Skip to main content
Skip to main content
Edit this page

ClickHouse Cloud Production Readiness Guide

For organizations who have completed the quick start guide and have an active service with data flowing

TL;DR

This guide helps you transition from quick start to enterprise-ready ClickHouse Cloud deployments. You'll learn how to:

  • Establish separate dev/staging/production environments for safe testing
  • Integrate SAML/SSO authentication with your identity provider
  • Automate deployments with Terraform or the Cloud API
  • Connect monitoring to your alerting infrastructure (Prometheus, PagerDuty)
  • Validate backup procedures and document disaster recovery processes

Introduction

You have ClickHouse Cloud running successfully for your business workloads.
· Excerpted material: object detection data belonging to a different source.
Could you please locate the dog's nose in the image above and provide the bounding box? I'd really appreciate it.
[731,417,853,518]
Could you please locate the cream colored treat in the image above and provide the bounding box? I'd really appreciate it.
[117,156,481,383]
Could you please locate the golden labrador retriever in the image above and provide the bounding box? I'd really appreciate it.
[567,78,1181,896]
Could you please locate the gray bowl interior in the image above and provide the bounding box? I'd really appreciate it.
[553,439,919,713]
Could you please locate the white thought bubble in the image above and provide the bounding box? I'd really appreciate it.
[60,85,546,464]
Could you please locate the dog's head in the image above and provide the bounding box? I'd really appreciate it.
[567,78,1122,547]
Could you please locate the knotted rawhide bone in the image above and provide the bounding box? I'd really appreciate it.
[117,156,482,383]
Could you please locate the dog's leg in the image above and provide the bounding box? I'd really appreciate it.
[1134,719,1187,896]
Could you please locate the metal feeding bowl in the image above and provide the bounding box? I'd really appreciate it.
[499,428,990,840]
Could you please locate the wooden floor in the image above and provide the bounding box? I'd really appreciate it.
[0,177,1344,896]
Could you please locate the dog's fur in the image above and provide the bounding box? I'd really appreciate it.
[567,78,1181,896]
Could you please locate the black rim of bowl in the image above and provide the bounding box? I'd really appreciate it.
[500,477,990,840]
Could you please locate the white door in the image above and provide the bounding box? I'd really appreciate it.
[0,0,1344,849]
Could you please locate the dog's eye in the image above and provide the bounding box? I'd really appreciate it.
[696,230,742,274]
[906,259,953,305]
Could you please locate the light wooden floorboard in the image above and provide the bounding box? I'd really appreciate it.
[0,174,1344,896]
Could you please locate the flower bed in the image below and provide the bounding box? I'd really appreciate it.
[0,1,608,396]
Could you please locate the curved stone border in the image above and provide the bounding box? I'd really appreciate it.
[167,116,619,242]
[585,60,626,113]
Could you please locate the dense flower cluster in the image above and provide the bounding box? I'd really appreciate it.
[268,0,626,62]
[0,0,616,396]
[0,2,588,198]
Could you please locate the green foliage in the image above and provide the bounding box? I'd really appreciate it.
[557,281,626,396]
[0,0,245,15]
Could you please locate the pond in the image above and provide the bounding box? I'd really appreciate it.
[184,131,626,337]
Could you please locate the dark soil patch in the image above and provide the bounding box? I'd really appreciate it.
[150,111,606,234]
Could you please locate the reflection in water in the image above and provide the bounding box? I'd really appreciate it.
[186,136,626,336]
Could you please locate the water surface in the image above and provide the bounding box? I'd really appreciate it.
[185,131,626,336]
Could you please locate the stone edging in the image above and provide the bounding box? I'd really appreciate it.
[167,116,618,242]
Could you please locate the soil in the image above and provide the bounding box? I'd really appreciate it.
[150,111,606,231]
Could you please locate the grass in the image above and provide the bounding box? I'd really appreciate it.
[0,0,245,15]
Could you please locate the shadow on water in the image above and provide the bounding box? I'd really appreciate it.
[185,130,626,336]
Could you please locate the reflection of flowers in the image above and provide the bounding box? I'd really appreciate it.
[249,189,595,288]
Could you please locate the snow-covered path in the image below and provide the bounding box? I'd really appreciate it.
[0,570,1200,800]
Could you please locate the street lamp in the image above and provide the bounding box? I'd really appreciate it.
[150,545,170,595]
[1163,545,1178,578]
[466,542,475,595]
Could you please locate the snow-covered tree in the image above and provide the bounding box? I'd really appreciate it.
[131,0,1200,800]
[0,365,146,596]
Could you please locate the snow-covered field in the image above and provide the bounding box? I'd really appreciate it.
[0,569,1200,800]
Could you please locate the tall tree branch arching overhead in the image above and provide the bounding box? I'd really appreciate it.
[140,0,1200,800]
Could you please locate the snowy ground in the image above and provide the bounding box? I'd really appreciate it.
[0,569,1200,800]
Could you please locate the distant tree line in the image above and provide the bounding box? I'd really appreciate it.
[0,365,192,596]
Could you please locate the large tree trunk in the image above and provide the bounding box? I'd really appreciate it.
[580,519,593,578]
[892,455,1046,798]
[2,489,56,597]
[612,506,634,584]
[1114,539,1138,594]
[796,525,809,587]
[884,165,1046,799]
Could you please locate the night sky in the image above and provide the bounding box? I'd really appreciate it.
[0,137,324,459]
Now you need to mature your deployment to meet enterprise production standards—whether triggered by a compliance audit, a production incident from an untested query, or IT requirements to integrate with corporate systems.
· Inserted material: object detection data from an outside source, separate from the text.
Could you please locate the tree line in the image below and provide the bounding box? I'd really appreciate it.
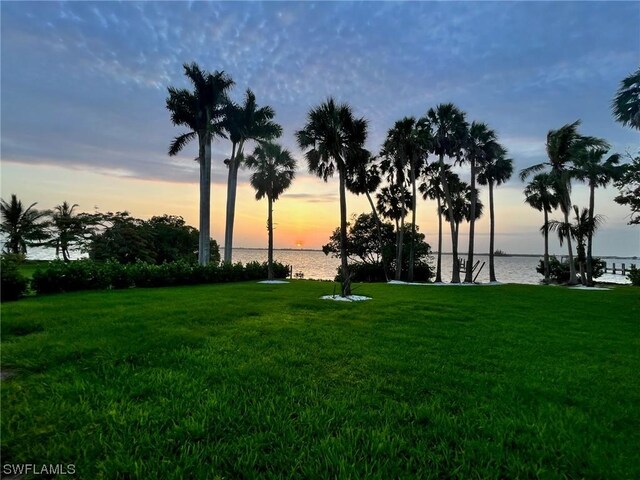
[3,63,640,295]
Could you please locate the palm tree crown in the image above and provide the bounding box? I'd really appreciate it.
[0,194,49,255]
[245,143,296,201]
[611,68,640,130]
[166,63,234,157]
[167,63,233,265]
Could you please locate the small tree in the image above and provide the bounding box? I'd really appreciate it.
[0,194,49,255]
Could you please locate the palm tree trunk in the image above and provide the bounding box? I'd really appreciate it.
[440,154,460,283]
[198,134,211,265]
[224,142,238,263]
[396,200,405,280]
[543,206,550,285]
[587,183,596,287]
[464,158,476,283]
[562,193,578,285]
[364,192,389,282]
[267,195,273,280]
[436,195,442,283]
[338,170,351,297]
[224,140,244,263]
[407,161,418,282]
[492,182,497,282]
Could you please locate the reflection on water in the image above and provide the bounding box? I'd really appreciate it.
[21,248,640,284]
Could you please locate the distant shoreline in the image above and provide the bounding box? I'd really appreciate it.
[229,247,640,261]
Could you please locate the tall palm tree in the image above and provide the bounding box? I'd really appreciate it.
[0,194,49,255]
[611,68,640,130]
[574,148,622,287]
[549,205,604,285]
[346,150,389,281]
[440,179,484,264]
[246,143,296,280]
[166,63,233,265]
[49,201,83,262]
[524,173,559,283]
[296,98,367,296]
[464,122,501,283]
[224,89,282,263]
[426,103,468,283]
[380,117,415,280]
[420,163,460,283]
[520,120,608,285]
[376,183,411,280]
[478,148,513,282]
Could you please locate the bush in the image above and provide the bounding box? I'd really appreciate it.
[335,262,433,282]
[627,265,640,287]
[0,255,29,302]
[32,260,289,293]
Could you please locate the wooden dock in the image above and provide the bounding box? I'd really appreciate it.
[604,263,636,275]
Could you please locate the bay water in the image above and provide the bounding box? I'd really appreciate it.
[21,248,640,284]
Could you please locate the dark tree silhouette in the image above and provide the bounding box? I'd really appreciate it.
[166,63,233,265]
[246,143,296,280]
[427,103,469,283]
[524,173,559,283]
[0,194,49,255]
[296,98,367,296]
[611,68,640,130]
[224,89,282,263]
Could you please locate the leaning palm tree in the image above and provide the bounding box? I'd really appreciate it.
[440,175,484,266]
[611,68,640,130]
[224,89,282,263]
[419,163,460,283]
[574,148,622,287]
[48,201,83,262]
[376,183,411,280]
[380,117,415,280]
[296,98,367,296]
[426,103,468,283]
[520,120,608,285]
[0,194,49,255]
[478,148,513,282]
[464,122,501,283]
[166,63,233,265]
[524,173,559,283]
[246,143,296,280]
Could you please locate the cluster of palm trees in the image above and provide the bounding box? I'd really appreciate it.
[0,194,87,262]
[520,120,622,286]
[166,63,295,278]
[166,63,637,295]
[296,98,513,295]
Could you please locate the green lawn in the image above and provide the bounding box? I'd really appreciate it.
[1,281,640,479]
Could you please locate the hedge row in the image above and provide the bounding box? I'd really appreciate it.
[31,260,289,293]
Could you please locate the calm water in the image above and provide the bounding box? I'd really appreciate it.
[226,249,640,284]
[22,248,640,284]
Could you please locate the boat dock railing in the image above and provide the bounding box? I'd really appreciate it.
[604,263,636,275]
[458,258,485,283]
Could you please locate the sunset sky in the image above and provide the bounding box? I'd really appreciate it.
[0,1,640,256]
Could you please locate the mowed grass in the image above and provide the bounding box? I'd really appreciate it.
[1,281,640,479]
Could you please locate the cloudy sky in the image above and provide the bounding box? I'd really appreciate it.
[0,2,640,255]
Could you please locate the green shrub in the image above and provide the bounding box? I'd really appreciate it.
[335,262,433,282]
[0,255,29,302]
[32,260,289,293]
[536,255,607,283]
ClickHouse Cloud's managed platform handles infrastructure operations, automatic scaling, and system maintenance. Enterprise production readiness requires connecting ClickHouse Cloud to your broader IT environment through authentication systems, monitoring infrastructure, automation tools, and business continuity processes.

Your responsibilities for enterprise production readiness:

  • Establish separate environments for safe testing before production deployment
  • Integrate with existing identity providers and access management systems
  • Connect monitoring and alerting to your operational infrastructure
  • Implement infrastructure-as-code practices for consistent management
  • Establish backup validation and disaster recovery procedures
  • Configure cost management and billing integration

This guide walks through each area, helping you transition from a working ClickHouse Cloud deployment to an enterprise-ready system.

Environment Strategy

Establish separate environments to safely test changes before impacting production workloads. Most production incidents trace back to untested queries or configuration changes deployed directly to production systems.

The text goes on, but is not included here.